Intento educarte de forma que no te haga falta nadie el día de mañana, que te valgas por ti mismo, que no te dejes influir y tengas tu propio criterio. De forma que seas consecuente, que aprendas el valor de las cosas, y que sepas que la vida no siempre lo pone fácil. Quiero que llames la atención no sólo por tu belleza, sino también por tus modales; que todo aquél que te conozca quede prendado de tu encanto. Esto último, cariño, ten por seguro que en tu corta vida ya lo has conseguido.

Y es que eres grande. Muy grande. Eres maravilloso, y desde que te cogí en brazos por primera vez me dije a mí misma que te lo diría cada día. Y lo hago, sabes que lo hago. Cada día. A pesar de mi mal genio y de mi escasa paciencia, no pasa un día en que no te abrace, te bese y te diga lo muchísimo que te quiero y lo orgullosa que estoy de ti. Espero que te llegue, que te lo creas, que sepas que lo digo de verdad porque es totalmente cierto.

Hace seis años alguien te vio nacer y quiso la vida que nos encontrásemos y compartiésemos nuestra vida para siempre.

Te quiero, hijo. Te quiero, Xavi. Muchísimas felicidades.

22/1/14

Me voy de facebook, ¿por qué?

Algunos de los que aquí me leéis cuando me digno a escribir algo me tenéis como amiga también en Facebook. Algunos, seguramente los menos, os habréis dado cuenta que he desaparecido de esa red social. O no, porque hace bastante poco que me he ido, pero ahora ya lo sabéis.
No es un adiós definitivo, no creo que sea capaz de estar mucho tiempo sin entrar a ver qué acontece en la vida de algunas de las personas con las que allí mantengo contacto, y que, seamos francos, es el único modo de comunicación que tenemos.
Facebook es bueno para eso, para reencontrar gente a la que le perdimos la pista hace años; para volver a saber de la vida de aquella compañera de cole con la que tan bien te llevabas y de la que te separaste con tan sólo diez años cuando tus padres decidieron cambiarte de colegio. Facebook está muy bien para encontrar grupos afines a tus creencias, ideologías, pasatiempos o gustos; pero Facebook también sirve, consciente o inconscientemente, para saber más de lo que nos gustaría de algunas personas.
Sí, porque a veces,  aunque no vayamos a indagar sobre alguien (confesémoslo, todos lo hemos hecho), nos salta algo de un conocido o de un tercero que no queríamos saber, o que, sencillamente, hubiese sido mejor no saber.
Y eso es lo que ha hecho que me vaya. Un tiempo, ya lo he dicho. Seguramente lo superaré, o lo obviaré, o lo olvidaré, o me lo pasaré por el forro de los ovarios, pero de momento necesito separarme de gente que, tan sólo por saber de su existencia, me hace daño.

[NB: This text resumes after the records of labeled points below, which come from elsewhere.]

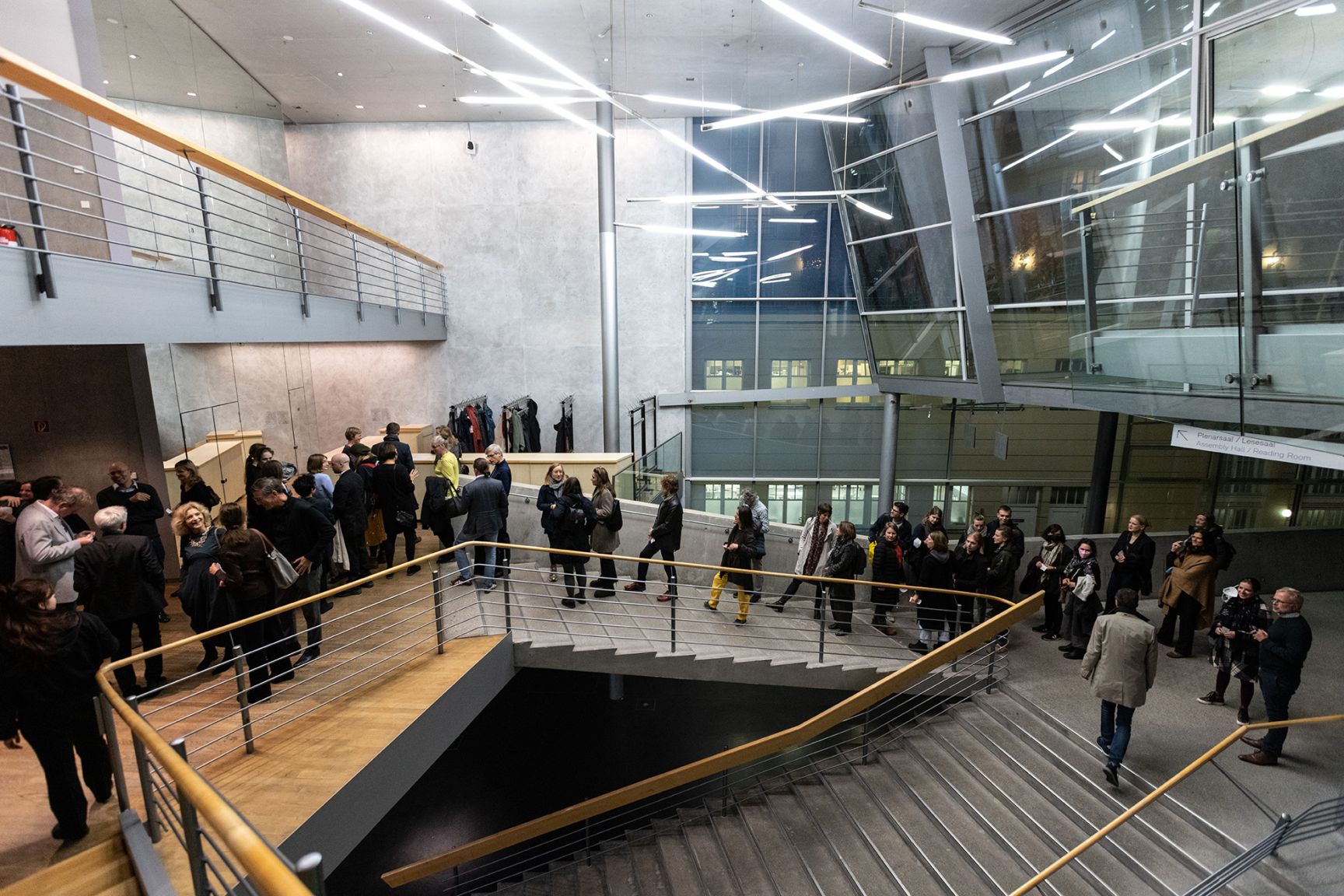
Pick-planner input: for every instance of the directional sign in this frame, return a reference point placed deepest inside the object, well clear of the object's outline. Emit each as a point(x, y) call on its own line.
point(1283, 450)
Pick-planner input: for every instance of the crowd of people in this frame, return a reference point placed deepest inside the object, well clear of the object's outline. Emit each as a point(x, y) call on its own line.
point(297, 534)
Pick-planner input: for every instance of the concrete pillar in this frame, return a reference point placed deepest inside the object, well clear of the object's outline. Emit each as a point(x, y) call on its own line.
point(607, 257)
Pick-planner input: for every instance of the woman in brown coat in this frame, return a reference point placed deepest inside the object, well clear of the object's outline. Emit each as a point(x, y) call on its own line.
point(1187, 597)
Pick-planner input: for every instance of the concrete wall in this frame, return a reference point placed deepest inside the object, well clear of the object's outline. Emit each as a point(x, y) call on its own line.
point(516, 230)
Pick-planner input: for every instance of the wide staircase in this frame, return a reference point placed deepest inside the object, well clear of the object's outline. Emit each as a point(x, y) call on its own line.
point(975, 800)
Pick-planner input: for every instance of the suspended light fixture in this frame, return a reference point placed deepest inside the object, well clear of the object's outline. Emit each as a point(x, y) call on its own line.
point(420, 37)
point(684, 231)
point(939, 26)
point(834, 37)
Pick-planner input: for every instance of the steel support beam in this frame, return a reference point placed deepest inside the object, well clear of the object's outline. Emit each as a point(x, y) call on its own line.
point(607, 262)
point(965, 240)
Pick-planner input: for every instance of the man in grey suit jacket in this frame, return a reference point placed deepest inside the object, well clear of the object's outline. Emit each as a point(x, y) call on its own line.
point(44, 544)
point(485, 502)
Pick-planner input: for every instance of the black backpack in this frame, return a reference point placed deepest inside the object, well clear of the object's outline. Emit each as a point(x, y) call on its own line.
point(614, 520)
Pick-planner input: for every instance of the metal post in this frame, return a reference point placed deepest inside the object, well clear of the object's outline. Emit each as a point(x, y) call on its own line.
point(310, 871)
point(210, 238)
point(1104, 456)
point(435, 578)
point(147, 787)
point(303, 262)
point(243, 705)
point(191, 833)
point(109, 731)
point(359, 296)
point(44, 281)
point(607, 266)
point(887, 472)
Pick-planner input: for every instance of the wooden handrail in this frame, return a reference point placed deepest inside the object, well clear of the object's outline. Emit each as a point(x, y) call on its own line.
point(727, 759)
point(34, 77)
point(265, 868)
point(425, 558)
point(1179, 777)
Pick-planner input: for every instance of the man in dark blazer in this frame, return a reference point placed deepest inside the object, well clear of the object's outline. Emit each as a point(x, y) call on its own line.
point(121, 582)
point(348, 504)
point(404, 450)
point(487, 508)
point(144, 509)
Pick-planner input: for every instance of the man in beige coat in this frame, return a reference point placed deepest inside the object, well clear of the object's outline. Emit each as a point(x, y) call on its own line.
point(1122, 663)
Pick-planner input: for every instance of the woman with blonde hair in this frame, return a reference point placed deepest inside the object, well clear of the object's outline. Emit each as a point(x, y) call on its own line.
point(605, 539)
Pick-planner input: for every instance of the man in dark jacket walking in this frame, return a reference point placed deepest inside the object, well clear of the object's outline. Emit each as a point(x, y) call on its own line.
point(301, 534)
point(348, 504)
point(485, 502)
point(121, 582)
point(1283, 652)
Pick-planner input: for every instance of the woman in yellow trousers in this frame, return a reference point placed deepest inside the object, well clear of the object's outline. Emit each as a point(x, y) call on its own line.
point(738, 552)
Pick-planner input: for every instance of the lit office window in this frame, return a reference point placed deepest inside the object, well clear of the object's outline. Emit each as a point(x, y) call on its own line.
point(723, 375)
point(851, 371)
point(789, 374)
point(786, 504)
point(722, 497)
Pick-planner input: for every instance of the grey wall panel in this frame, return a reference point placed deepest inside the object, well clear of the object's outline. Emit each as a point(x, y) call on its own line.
point(105, 304)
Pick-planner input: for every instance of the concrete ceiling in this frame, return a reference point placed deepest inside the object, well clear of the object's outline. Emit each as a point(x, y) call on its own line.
point(723, 50)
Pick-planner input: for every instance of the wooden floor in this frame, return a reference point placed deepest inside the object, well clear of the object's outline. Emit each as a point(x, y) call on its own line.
point(380, 670)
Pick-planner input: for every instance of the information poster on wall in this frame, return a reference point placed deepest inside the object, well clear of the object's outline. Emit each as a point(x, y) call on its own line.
point(1281, 450)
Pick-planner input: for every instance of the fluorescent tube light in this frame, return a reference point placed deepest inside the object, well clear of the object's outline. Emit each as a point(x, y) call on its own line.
point(1111, 124)
point(526, 79)
point(686, 231)
point(420, 37)
point(519, 101)
point(1010, 66)
point(792, 251)
point(1037, 152)
point(1150, 92)
point(816, 27)
point(866, 207)
point(1102, 39)
point(1054, 68)
point(940, 26)
point(1141, 159)
point(1011, 94)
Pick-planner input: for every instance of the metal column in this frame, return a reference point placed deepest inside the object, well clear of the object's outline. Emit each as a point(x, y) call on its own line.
point(965, 236)
point(607, 260)
point(887, 472)
point(30, 188)
point(1104, 458)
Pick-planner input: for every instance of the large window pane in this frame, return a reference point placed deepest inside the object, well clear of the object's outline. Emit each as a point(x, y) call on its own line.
point(722, 345)
point(786, 439)
point(722, 439)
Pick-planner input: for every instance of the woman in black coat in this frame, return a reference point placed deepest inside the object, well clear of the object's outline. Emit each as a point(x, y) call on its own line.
point(49, 663)
point(395, 491)
point(1133, 554)
point(664, 537)
point(937, 610)
point(887, 570)
point(572, 519)
point(738, 552)
point(845, 562)
point(969, 569)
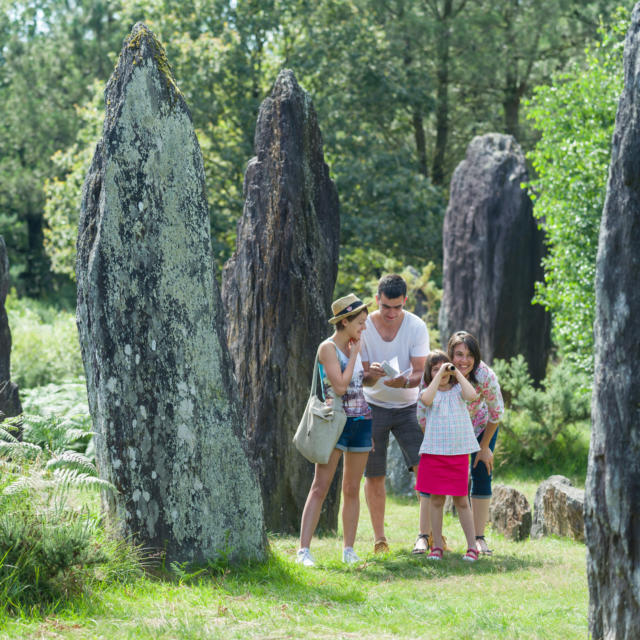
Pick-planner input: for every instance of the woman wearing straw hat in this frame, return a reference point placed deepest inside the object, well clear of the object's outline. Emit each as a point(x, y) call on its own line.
point(341, 372)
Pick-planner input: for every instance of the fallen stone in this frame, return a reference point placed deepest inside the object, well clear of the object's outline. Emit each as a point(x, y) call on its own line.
point(510, 513)
point(558, 509)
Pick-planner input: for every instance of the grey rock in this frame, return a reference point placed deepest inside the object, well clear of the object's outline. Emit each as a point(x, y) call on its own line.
point(10, 405)
point(558, 509)
point(492, 252)
point(510, 513)
point(612, 520)
point(159, 377)
point(277, 290)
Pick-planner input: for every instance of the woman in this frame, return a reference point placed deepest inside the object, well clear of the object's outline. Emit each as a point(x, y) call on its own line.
point(342, 373)
point(485, 411)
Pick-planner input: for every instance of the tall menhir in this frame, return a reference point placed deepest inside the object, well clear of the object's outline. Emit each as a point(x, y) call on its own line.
point(161, 393)
point(277, 290)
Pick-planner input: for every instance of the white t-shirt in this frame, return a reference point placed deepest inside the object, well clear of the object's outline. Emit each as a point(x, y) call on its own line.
point(411, 341)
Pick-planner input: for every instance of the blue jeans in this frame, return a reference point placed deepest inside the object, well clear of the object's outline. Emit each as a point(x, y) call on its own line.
point(480, 478)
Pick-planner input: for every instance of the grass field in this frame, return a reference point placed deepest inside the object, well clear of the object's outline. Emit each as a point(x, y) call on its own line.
point(533, 589)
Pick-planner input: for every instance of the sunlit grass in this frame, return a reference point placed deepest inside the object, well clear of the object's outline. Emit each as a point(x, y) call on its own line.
point(533, 589)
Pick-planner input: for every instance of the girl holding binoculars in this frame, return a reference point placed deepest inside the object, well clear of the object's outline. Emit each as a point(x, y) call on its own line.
point(444, 455)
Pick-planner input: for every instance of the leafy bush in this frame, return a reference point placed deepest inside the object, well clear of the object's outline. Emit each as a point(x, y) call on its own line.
point(49, 549)
point(547, 427)
point(45, 345)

Llevo una temporada muy larga bastante rara, se nota por el contenido de mis escasas entradas aquí; por mis pocos o nulos comentarios en Facebook, por mis estados de whatsapp, y por las comidas de tarro que os pego a los que me conocéis en persona.
No sé cuándo se me pasará; cuando encontraré la salida; cuando volveré a ser yo misma, pero creedme si os digo que estoy poniendo empeño en ello.